The testimony, prima facie and unexplained, showed that the plaintiff was not the owner of the demand upon which suit was brought, and, therefore, unexplained and *Page 255 without any other testimony offered, upon it standing alone, the plaintiff was properly nonsuited, he having no cause of action. But it entirely failed to establish the other proposition of the defendant, to wit, that the present action was, in fact, brought and prosecuted for the benefit of John L. Requa; and upon this ground solely was he excluded as a witness.
It is to be observed, that the referee has found no such fact from the testimony offered to him.

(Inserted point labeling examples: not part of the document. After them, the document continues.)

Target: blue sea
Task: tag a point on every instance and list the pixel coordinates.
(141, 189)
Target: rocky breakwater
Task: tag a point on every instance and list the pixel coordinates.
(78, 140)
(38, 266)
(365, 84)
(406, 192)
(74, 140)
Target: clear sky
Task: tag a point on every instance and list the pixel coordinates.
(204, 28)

The plaintiff again offered said John L. Requa as a witness, for the purpose of proving that, at the time of the commencement of this suit, the plaintiff was the sole owner of the claim in suit, and that, at the time, the witness had no interest whatever in the claim, and that the witness did not, at the time, and never had, owned the claim, and that it never had been assigned to him. This was, in substance, an offer to show that the witness was not the person for whose immediate benefit the suit was prosecuted. By section 399 of the Code, as it then stood, he could only be excluded on the ground that he was the person for whose immediate benefit the suit was prosecuted. The testimony of the witness Hart in no degree tends to establish it. The existence of such fact must be the ground of exclusion; and it is unsound to assume it as the reason for the incompetency of the witness. It is begging the question to assume what has not been proved, and hold, thereupon, the witness to be incompetent. The foundation for his exclusion must first be laid.
We fail to see that, in this case, any legal ground for the exclusion of the witness was established. It is true that the declarations of the plaintiff showed that he was not the owner of the claim at a period some months anterior to the commencement of the suit, and that the witness Requa was, at that time, such owner. Such testimony, unexplained, showed, prima facie, that the plaintiff had no cause of action, and his declarations were competent to that point. But they in no way tended to establish the fact that the witness Requa was the person for whose immediate benefit the suit was prosecuted. If that assumption be correct, then, clearly, the declarations of Gilbert Requa, the assignor of the claim, made after the assignment, *Page 256 could not be used to defeat a recovery by John L. Requa, the assignee, if this suit was, in fact, prosecuted for his benefit. (Foster v. Beals, 21 N.Y., 247, and cases there cited.) On that assumption, this was a suit prosecuted by him and for his immediate benefit, for the recovery of a claim duly assigned and owned by him. In either aspect, therefore, in which the ruling of the referee is to be regarded, it must be held to be erroneous, and a new trial must be ordered, with costs to abide the event.